SunScreen 3.2 Administrator's Overview

Creating Common Objects and Policies for Multiple Screens

When creating common objects and policies for multiple Screens, the object or policy rule by default applies to all Screens controlled by that primary Screen. You can restrict an object or rule to a single Screen by specifying its name in the Screen field in objects and rules.

While you could restrict all your objects and rules to a single Screen, the power of centralized administration comes when you can use common objects and rules to apply to multiple Screens.

Most common objects are applicable to all Screens, but sometimes an object such as an address object called Inside may be different on different Screens. In this case, make the names unique by adding a suffix or prefix to the name (for example Inside-East and Inside-West) rather than using the Screen option to restrict the scope of the object.

Interface Objects

You generally need to limit interface objects to a specific Screen because the names must be the name of the network interface on that system. Because the names of these objects must match those of the Solaris network devices they configure, use the Screen entry in the interface object to restrict that object to a single Screen.

Policies

Policies for a centralized management group are the same as any other policies and consist of a set rules that control the behavior of the centralized management group.
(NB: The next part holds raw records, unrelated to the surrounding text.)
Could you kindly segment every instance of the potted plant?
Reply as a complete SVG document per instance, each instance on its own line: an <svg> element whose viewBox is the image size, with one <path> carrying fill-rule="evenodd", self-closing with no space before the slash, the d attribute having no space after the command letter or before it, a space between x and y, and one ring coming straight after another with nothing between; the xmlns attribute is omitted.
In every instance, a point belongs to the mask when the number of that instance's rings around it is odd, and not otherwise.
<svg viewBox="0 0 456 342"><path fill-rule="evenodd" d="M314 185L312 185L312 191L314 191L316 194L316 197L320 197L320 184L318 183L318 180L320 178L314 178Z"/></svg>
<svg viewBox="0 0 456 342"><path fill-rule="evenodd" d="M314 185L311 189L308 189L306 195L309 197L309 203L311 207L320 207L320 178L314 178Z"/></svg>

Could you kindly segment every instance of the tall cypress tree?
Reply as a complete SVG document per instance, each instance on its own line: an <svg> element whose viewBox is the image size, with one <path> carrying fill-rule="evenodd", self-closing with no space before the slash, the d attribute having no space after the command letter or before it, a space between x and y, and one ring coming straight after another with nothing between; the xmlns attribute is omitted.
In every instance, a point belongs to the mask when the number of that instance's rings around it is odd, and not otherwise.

You set up rules for the entire centralized management group of Screens using the administration GUI.

Policies and all configuration objects reside on the primary Screen. The primary Screen pushes the rules that apply to the remote Screens out to the Secondary Screens when the policy is activated. Each rule in the policy can be applied to all Screens or just one.

The policy is sent over an encrypted connection to the secondary Screens. The policy is then complied locally on each secondary Screen. The compiled policy is stored on the primary Screen.

The primary Screen "pings" the secondary Screens before it activates a policy and sends the administrator a message if there is a problem. The primary can push a policy to the other secondary Screens in a centralized management group even if one of the secondary Screens doesn't respond to the ping. A policy that is being pushed out to the secondary Screens is activated in parallel on all the secondary Screens. The primary Screen does not have to wait for each secondary Screen to compile the policy separately before sending it out to the next secondary Screen.

You cannot edit an activated policy on the primary Screen. You also cannot directly edit a policy from a Secondary Screen.